The Wikipedia article on scalar curvature says that
If $X$ is a compact Kähler manifold of complex dimension 2 which is not rational or ruled, then $X$ (as a smooth 4-manifold) has no Riemannian metric with positive scalar curvature.
Question: Let $M$ be homeomorphic to $S^4$. Give $M$ some differentiable structure. Does $M$ always admit a metric of positive scalar curvature?
I am not familiar with complex geometry, so I don't know if $M$ satisfies the above conditions.

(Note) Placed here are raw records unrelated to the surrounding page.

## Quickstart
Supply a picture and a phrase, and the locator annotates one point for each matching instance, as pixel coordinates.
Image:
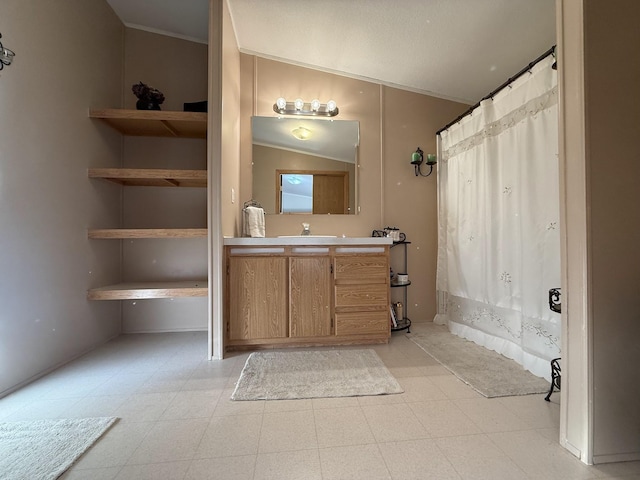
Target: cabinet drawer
(363, 268)
(362, 323)
(361, 295)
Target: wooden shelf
(151, 177)
(119, 233)
(154, 123)
(148, 290)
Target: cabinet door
(258, 297)
(310, 296)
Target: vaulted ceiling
(455, 49)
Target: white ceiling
(455, 49)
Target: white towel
(254, 221)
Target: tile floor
(177, 422)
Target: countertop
(307, 240)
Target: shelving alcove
(152, 124)
(404, 323)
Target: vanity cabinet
(257, 287)
(309, 296)
(361, 285)
(306, 295)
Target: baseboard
(46, 372)
(616, 457)
(168, 330)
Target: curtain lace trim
(530, 109)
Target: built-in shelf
(149, 290)
(120, 233)
(151, 177)
(154, 123)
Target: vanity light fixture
(300, 107)
(6, 55)
(301, 133)
(417, 158)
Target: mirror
(305, 165)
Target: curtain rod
(504, 85)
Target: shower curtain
(498, 232)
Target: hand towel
(254, 217)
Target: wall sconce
(417, 158)
(300, 107)
(6, 55)
(301, 133)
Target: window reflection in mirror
(312, 191)
(326, 161)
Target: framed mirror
(305, 165)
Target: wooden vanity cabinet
(279, 296)
(257, 297)
(310, 296)
(361, 284)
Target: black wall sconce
(417, 158)
(6, 55)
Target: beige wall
(410, 121)
(600, 114)
(612, 79)
(178, 68)
(68, 58)
(230, 145)
(393, 123)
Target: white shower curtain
(498, 209)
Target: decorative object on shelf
(401, 280)
(300, 107)
(149, 98)
(417, 158)
(398, 311)
(253, 225)
(6, 55)
(395, 234)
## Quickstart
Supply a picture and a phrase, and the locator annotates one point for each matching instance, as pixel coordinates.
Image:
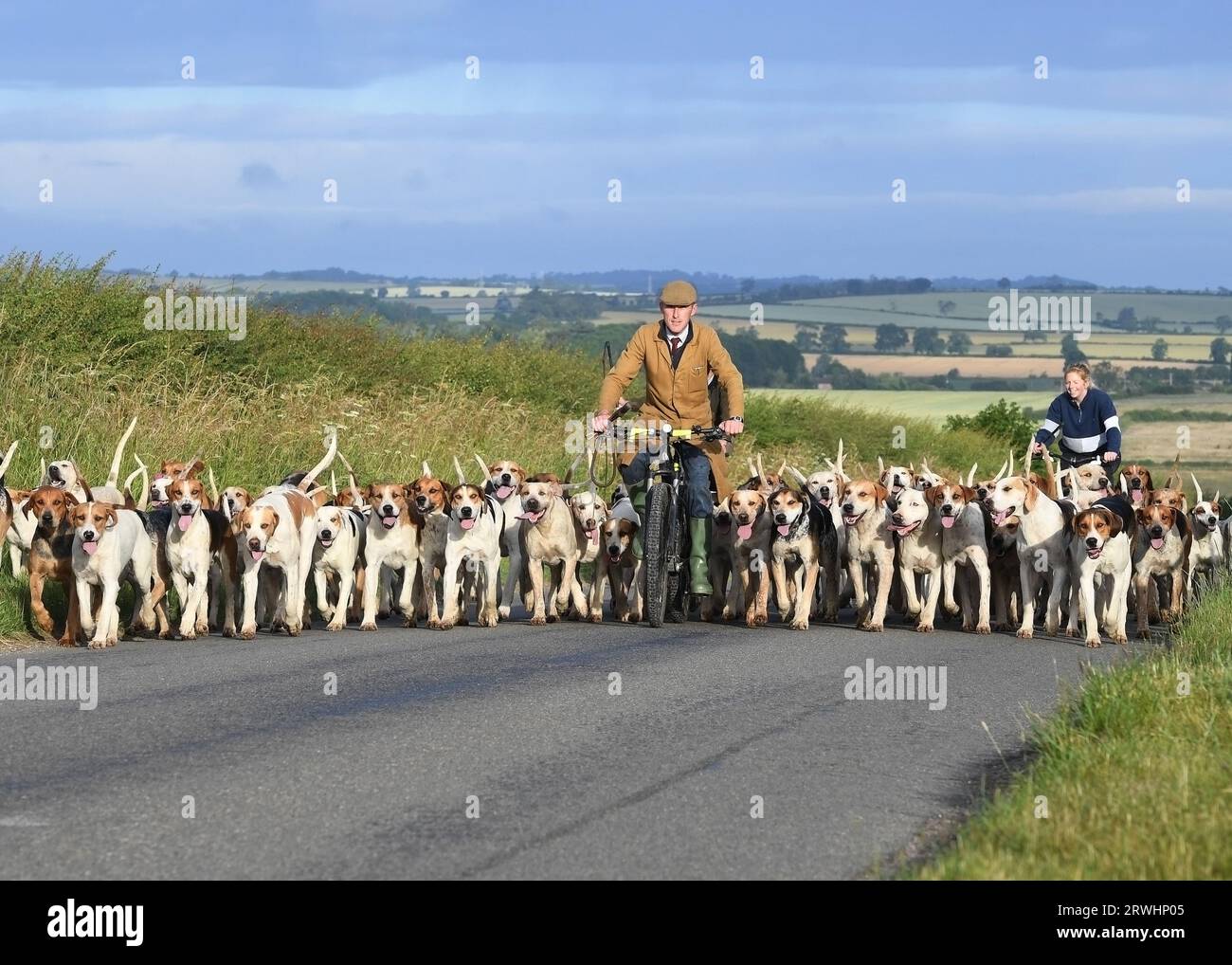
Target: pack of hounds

If we assume $M$ has the standard differentiable structure of $S^4$, then the standard metric of $S^4$ has positive scalar curvature. However, I would like to know if the answer to my question is true for purely topological reasons, i.e. without assuming a differentiable structure on $M$ a priori.
It is an open problem as to whether or not $S^4$ admits a non-standard smooth structure (such a smooth structure is called an exotic smooth structure). This problem is known as the four-dimensional smooth Poincaré conjecture.
No matter which smooth structure $S^4$ is endowed with, it cannot be given a Kähler complex structure as a compact Kähler manifold $M$ has $b_2(M) = \dim H^2(M) > 0$. In fact, no smooth $S^4$ (standard or exotic) can even admit an almost complex structure.
I don't know the answer to your actual question, but I wouldn't be surprised if it is open.